A Secondary cataract, or Capsular Fibrosis, is directly related to a specific disease, systemic disorder or chemical agent such as prescription medications. The physical appearance and manifestation of these different types of cataracts varies. For example, long term use of prednisone (steroid) frequently will result in cataracts. Many other medications have been found to cause cataracts. The decision as to the use of these medications should always be considered in light of this possiblity. Additionally, cataracts can form secondarily to some type of systemic disease. One disease that has frequently been shown to result in secondary cataracts is diabeties.

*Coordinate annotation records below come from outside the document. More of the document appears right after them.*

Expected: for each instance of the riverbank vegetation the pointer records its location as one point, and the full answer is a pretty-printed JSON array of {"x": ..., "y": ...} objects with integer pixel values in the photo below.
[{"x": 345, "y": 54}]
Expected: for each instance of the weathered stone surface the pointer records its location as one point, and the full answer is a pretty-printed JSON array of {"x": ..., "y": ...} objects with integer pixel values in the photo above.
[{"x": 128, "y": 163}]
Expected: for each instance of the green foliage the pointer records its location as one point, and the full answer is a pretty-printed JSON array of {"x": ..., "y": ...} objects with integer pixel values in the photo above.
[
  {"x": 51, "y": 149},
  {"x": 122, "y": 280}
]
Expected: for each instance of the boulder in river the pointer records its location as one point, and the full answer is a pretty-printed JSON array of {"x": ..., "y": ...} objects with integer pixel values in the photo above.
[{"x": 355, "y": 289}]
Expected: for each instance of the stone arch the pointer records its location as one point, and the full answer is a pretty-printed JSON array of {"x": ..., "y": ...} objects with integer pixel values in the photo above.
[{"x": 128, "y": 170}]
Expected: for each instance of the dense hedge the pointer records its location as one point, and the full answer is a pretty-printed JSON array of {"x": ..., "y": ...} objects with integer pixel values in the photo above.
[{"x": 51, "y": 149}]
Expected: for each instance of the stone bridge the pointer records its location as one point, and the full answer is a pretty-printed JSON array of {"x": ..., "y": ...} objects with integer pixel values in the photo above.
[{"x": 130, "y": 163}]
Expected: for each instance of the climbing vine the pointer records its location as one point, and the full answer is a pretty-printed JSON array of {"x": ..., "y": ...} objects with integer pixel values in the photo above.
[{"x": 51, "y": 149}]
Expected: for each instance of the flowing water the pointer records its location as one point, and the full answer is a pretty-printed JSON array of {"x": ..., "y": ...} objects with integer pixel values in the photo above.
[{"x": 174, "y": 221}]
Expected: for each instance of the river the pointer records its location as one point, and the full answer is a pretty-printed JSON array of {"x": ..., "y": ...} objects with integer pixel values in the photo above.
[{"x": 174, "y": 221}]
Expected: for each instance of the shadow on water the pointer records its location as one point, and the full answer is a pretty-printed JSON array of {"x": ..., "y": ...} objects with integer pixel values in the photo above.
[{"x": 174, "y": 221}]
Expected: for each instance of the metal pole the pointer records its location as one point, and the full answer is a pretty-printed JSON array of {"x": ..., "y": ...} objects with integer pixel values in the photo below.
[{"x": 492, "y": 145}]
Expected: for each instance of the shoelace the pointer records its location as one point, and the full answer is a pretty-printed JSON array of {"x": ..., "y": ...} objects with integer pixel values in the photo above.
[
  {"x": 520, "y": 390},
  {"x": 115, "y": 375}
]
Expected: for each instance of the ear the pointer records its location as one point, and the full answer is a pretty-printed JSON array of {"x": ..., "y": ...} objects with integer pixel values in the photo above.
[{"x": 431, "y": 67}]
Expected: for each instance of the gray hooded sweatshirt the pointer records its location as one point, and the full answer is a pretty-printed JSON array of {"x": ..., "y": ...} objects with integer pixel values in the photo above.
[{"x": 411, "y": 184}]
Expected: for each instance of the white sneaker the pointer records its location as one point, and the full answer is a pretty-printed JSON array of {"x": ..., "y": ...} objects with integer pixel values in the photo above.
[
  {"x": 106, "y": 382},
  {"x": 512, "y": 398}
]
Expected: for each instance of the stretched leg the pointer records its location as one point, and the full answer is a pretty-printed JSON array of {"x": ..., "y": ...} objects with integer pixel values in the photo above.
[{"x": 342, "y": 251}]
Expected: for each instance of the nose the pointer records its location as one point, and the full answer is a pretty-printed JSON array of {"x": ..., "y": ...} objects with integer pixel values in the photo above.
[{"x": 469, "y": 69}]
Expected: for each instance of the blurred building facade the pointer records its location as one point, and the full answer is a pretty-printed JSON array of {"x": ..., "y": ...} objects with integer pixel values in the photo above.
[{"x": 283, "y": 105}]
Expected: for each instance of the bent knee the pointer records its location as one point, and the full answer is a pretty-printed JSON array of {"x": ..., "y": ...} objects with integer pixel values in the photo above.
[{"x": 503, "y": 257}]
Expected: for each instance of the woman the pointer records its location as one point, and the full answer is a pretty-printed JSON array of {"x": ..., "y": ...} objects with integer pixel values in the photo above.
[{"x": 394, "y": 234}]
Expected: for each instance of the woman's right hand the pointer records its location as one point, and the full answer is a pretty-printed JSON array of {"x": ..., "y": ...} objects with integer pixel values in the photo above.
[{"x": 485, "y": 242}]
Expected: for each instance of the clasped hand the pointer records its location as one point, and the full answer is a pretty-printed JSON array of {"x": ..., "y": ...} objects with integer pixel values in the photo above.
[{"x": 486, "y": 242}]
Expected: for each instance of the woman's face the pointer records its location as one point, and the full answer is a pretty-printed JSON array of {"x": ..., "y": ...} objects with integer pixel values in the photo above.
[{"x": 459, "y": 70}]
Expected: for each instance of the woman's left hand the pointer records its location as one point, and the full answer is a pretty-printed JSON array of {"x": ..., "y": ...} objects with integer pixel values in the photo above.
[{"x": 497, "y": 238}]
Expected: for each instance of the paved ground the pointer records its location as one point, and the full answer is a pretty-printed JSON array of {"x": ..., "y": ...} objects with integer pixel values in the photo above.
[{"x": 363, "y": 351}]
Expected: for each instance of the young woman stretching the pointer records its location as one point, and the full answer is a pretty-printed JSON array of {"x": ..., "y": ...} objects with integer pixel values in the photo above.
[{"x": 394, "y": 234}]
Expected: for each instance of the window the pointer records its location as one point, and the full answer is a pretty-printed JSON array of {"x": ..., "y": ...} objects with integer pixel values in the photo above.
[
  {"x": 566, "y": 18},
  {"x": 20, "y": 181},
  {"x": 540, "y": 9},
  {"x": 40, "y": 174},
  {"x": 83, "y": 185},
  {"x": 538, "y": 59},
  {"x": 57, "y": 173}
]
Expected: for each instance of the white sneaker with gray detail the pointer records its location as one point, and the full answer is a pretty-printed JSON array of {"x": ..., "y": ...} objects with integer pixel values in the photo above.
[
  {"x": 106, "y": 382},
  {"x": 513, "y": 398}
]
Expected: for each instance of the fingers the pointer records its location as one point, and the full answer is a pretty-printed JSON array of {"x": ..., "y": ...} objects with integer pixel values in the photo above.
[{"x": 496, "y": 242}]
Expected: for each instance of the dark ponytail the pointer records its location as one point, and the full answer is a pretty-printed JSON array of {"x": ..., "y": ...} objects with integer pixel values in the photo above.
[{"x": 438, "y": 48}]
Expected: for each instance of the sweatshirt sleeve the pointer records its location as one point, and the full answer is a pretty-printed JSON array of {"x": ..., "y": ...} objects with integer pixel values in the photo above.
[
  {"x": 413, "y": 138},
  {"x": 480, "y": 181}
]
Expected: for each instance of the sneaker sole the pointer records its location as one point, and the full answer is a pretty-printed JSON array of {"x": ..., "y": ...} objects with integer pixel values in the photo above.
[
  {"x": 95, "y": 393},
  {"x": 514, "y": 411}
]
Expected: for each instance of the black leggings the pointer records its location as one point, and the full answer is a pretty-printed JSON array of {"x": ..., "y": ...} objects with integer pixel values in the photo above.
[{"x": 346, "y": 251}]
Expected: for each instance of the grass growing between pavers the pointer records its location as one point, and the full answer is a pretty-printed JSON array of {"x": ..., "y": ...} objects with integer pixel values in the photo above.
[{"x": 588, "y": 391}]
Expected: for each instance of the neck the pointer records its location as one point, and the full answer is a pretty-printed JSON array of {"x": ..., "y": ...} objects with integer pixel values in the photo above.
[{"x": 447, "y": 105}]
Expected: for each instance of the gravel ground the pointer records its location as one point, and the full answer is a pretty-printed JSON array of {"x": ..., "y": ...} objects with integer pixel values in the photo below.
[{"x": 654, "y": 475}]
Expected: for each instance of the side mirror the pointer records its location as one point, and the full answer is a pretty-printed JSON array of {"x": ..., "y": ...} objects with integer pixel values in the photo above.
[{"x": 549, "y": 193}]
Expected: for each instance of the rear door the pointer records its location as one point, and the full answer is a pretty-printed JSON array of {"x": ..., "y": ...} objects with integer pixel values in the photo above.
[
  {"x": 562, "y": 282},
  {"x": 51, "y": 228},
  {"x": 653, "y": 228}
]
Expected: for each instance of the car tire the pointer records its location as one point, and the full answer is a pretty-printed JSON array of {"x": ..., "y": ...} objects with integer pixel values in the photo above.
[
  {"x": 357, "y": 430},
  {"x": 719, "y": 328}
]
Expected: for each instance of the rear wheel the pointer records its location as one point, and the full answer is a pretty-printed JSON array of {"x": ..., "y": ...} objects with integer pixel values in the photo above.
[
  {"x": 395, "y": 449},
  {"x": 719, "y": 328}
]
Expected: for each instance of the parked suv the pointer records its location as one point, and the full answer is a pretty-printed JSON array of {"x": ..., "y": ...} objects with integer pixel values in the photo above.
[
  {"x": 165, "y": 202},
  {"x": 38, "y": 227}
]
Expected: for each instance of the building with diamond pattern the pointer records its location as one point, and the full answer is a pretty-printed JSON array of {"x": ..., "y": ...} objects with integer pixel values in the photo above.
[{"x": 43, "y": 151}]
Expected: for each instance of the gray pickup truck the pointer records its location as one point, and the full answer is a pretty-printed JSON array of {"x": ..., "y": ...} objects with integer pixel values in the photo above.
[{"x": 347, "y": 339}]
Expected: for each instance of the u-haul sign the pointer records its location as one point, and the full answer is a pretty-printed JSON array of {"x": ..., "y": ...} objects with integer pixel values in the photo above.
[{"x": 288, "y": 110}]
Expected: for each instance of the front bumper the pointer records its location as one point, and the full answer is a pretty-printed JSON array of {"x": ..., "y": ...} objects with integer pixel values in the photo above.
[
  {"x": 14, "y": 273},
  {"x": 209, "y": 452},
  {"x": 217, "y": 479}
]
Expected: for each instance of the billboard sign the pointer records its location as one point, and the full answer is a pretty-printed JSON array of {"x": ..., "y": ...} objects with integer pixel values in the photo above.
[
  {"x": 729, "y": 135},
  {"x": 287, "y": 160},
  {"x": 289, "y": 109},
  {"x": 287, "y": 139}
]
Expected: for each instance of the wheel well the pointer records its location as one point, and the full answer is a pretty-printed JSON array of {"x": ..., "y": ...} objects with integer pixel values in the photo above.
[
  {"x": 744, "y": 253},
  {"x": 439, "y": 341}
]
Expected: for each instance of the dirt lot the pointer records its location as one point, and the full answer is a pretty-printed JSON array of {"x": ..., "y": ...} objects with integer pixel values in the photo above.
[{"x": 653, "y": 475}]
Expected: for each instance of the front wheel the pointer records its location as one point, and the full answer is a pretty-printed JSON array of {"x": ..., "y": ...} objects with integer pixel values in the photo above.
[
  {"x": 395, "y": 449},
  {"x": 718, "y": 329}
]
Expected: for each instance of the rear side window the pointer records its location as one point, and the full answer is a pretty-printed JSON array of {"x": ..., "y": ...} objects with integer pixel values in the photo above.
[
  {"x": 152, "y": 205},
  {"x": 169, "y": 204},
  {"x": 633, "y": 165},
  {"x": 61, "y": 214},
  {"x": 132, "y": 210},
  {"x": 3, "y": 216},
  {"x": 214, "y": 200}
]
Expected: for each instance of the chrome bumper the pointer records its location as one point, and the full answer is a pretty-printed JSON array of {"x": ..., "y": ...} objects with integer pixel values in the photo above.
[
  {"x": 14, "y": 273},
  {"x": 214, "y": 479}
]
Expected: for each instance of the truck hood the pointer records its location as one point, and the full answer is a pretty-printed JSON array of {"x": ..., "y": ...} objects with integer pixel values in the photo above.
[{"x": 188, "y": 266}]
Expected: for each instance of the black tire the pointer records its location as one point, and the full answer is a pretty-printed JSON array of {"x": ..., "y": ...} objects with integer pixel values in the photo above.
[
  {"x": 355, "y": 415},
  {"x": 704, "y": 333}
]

ANSWERS TO YOUR QUESTIONS ABOUT CATARACTS:

Why do cataracts form?

Scientists do not know the exact cause of cataract formation. However, they do know that a chemical change takes place within the natural lens of the eye causing it to become clouded. This clouding progresses with age and if left untreated, can cause servere visual impairment.

Who gets cataracts?

90% of cataracts are due to the normal aging process affecting people over the age of 50. Not all cataracts, however, are due to age. Lens opacities can be present at birth, while others develop by another cause. Some factors that have been found to contribute to the formation of cataracts are: Age, Genetics, Injury, Nutritional deficiencies, Ultra-violet, (UV) radiation, Chemotherapy, Steroid Therapy, Diabeties, or Renal Failure.

What are some symptoms of cataracts?

  • Blurred, fuzzy or hazy vision
  • Seeing as though looking through a cobweb, or having a film over the eye
  • Frequent changing of glasses prescriptions, or seeing better without glasses
  • Rings or halos around lights
  • Severe decrease in vision with glare or bright lights in the eye

Misconceptions about cataracts:

"Blindness": Early cataracts may impair sight, but fortunately the "blindness" is only temporary. After the lens is removed and replaced with a new lens, sight is restored. See Cataract Surgery for a more detailed explanation.

"Skin growing over the eye": Cataracts are often confused with pterygium, which is a connective tissue growing over the cornea.

"Spreading of Cataracts": An individual usually does have cataracts in both eyes, but this is not due to a spreading from one eye to the other, as in an infectious process.

TESTS TO EVALUATE A CATARACT:

Visual Acuity: When the vision cannot be corrected to better than 20/50, surgery is recommended.

Biomicroscopy: This examination enables the doctor to look at the cataract's shape and density in order to evaluate the degree of expected vision loss.

Extended Ophthalmoscopy: Dilating drops are placed in the eye so to allow the doctor a direct view of the back of the eye. This is important to assess the blood circulation and any abnormalities that may contraindicate surgery. See ophthalmoscopy for more detailed information.

Visual Fields: The visual field test measures the neurological sensitivity of the retinal nerves in the back of the eyes.

A-Scan: The A-Scan is a device to measure the length of the eye by ultrasonography. The A-Scan's computer is then able to calculate what the best IOL (intraocular lens) power should be to achieve the best possible vision after surgery.